Kritisiert die Stadt Stuttgart schaqrf: Torben Greve Foto: StN

Die Menschen schätzten die Fernbusse, sagt der Chef des Unternehmens MeinFernbus.de, im Stuttgarter Rathaus scheine man aber was dagegen zu haben. Torben Greve (39) fordert im StN-Interview ein vernünftiges Konzept. Ein Fernbusbahnhof nur am Flughafen reiche nicht.

Stuttgart - Die Menschen schätzten die Fernbusse, sagt der Chef des Unternehmens MeinFernbus.de, im Stuttgarter Rathaus scheine man aber was dagegen zu haben. Torben Greve (39) fordert ein vernünftiges Konzept. Ein Fernbusbahnhof nur am Flughafen reiche nicht.
Herr Greve, Sie haben geschäftliche Kontakte zu vielen Städten. Wo steht Stuttgart auf der Rangliste Ihrer Lieblingsstädte?

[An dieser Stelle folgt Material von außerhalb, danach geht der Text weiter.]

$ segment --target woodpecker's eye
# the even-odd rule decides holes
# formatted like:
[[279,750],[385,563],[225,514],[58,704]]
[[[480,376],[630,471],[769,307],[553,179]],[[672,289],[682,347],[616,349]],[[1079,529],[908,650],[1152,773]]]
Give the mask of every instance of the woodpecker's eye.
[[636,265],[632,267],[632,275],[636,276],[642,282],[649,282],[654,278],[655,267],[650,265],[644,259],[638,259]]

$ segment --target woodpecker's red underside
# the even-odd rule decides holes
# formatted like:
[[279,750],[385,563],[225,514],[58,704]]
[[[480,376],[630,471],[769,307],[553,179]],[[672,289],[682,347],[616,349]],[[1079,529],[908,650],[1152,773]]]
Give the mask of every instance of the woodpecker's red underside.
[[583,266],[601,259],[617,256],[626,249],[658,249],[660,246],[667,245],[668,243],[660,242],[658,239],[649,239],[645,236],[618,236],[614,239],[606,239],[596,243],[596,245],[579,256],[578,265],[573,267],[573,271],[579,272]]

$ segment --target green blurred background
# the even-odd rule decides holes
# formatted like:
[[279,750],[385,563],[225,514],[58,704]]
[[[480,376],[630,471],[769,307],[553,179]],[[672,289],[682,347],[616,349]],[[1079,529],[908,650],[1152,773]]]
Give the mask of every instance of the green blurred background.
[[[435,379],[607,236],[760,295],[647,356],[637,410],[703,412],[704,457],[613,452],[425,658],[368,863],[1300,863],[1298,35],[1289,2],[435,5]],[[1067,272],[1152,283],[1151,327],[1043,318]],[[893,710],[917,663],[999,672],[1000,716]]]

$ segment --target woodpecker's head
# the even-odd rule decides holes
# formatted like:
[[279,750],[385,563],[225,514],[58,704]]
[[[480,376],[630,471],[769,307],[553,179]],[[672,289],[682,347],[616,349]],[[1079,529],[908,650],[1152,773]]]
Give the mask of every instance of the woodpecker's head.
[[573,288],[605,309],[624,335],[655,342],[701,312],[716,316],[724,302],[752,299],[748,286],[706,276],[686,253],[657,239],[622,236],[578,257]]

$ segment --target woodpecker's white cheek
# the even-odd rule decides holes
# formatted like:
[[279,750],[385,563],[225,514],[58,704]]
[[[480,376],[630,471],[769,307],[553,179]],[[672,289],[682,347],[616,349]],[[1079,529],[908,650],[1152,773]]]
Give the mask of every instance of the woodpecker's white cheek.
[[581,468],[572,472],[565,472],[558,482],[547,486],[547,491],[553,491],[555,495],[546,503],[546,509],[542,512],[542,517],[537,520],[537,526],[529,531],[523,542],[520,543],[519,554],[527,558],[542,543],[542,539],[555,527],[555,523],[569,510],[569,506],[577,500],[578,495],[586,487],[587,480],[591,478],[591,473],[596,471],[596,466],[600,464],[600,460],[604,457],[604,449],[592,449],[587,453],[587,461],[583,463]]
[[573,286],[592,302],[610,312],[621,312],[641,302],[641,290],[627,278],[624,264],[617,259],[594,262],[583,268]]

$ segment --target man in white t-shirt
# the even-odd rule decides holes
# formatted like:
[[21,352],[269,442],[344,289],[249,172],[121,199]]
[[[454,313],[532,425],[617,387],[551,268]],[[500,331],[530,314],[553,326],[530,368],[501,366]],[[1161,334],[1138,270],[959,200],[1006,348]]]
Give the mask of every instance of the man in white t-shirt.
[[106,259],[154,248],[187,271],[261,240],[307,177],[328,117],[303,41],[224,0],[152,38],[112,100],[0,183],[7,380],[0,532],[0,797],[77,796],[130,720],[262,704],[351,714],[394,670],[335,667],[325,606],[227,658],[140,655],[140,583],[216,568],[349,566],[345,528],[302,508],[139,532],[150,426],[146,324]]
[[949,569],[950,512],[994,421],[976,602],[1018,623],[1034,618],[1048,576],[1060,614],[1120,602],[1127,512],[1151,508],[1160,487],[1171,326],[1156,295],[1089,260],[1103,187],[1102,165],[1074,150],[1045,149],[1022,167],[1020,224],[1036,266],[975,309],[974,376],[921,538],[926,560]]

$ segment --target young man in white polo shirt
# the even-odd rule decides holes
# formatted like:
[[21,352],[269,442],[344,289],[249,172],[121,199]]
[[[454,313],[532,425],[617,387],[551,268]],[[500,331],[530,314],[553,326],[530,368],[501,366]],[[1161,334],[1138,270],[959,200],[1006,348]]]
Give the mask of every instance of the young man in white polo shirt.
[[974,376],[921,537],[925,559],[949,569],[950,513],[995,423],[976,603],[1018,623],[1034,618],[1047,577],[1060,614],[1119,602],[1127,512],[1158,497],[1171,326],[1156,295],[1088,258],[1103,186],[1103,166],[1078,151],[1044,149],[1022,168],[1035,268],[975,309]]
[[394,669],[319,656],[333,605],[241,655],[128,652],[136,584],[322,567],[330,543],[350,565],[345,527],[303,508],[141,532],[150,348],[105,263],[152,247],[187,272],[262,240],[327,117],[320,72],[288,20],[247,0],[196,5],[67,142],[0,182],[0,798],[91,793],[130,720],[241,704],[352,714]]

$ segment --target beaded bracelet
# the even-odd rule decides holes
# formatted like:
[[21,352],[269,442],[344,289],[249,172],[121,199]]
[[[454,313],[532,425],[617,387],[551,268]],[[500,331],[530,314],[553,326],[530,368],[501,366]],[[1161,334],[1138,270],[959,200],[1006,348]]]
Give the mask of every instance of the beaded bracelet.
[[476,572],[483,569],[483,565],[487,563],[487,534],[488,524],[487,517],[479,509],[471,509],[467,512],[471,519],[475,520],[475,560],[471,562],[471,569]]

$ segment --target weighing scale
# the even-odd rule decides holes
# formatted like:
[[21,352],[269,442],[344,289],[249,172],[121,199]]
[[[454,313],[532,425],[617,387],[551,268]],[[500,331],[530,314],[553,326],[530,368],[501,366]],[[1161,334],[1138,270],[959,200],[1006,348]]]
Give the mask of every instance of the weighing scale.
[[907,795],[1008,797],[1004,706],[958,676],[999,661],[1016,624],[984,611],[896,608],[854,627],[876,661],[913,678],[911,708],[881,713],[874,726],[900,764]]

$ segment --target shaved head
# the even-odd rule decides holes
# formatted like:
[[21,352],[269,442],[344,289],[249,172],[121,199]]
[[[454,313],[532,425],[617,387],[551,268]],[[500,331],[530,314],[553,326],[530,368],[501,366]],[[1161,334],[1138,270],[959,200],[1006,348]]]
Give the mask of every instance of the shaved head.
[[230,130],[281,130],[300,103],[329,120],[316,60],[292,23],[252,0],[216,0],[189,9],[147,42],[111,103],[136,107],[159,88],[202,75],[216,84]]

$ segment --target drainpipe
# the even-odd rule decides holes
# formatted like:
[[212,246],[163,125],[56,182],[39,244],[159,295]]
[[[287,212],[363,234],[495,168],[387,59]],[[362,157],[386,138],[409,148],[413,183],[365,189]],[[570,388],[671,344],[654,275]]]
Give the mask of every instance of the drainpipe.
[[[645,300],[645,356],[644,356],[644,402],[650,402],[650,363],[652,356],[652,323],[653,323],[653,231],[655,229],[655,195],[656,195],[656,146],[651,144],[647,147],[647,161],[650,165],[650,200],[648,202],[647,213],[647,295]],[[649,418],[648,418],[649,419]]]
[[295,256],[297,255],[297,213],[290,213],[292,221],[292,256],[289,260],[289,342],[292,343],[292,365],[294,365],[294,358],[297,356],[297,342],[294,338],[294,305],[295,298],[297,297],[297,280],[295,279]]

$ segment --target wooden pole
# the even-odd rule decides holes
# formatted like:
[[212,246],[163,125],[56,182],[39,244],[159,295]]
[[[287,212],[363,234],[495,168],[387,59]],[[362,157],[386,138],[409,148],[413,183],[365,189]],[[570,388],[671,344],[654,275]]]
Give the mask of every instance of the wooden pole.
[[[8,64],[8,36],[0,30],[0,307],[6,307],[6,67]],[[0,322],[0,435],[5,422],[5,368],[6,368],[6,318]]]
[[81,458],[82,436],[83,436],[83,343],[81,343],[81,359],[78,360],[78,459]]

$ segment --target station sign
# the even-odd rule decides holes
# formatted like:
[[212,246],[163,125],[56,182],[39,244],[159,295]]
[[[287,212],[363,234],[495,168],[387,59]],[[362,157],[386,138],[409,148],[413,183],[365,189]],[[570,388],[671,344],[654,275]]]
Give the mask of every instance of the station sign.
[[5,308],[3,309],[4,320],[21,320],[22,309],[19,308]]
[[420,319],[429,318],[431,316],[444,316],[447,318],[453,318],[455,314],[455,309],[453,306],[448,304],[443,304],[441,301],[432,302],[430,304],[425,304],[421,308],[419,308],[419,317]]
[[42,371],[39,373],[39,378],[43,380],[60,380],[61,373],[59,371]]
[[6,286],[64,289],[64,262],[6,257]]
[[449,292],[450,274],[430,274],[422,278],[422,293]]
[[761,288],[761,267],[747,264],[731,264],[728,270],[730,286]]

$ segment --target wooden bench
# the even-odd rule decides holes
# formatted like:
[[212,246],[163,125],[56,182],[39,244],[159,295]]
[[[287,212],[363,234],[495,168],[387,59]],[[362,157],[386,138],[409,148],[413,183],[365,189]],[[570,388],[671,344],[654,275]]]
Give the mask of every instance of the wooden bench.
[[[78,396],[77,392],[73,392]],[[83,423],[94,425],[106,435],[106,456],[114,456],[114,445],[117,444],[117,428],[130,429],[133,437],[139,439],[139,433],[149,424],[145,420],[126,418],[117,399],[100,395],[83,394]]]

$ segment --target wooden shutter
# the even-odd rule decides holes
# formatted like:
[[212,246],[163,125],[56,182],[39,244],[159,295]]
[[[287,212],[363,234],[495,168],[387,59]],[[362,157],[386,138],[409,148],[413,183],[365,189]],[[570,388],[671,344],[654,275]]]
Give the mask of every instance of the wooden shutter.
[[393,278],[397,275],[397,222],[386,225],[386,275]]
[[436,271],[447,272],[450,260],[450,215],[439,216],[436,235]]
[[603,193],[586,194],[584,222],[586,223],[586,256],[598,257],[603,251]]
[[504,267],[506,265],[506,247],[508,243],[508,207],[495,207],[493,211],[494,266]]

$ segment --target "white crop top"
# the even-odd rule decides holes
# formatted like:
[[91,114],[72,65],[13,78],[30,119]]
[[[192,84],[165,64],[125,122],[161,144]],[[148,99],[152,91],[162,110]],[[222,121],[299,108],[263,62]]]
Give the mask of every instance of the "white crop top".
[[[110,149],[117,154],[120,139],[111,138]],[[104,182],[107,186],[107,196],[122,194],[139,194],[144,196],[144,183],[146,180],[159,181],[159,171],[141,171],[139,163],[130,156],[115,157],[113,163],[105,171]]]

Stuttgart nimmt ganz klar den letzten Platz ein. Das ist die Problemstadt Nummer eins für uns. Wir sind sehr unzufrieden mit der grundsätzlichen Situation, auch mit der ­Zusammenarbeit.
Warum enttäuscht Stuttgart Sie so sehr?
Stuttgart hat kein Fernbuskonzept. Die Stadt will eigentlich den öffentlichen Verkehr fördern, unnötigen Individualverkehr verringern und den Umweltschutz stärken, aber Fernbusse will sie nicht haben. Dabei gehören die Fernbusse zum öffentlichen Verkehr und sind nicht mehr wegzudenken. Außerdem kommen über 80 Prozent unserer Fahrgäste mit öffentlichen Verkehrsmitteln zur Fernbushaltestelle. Deswegen braucht es eine vernünftige Verknüpfung, kein ­Ignorieren der Fernbusse.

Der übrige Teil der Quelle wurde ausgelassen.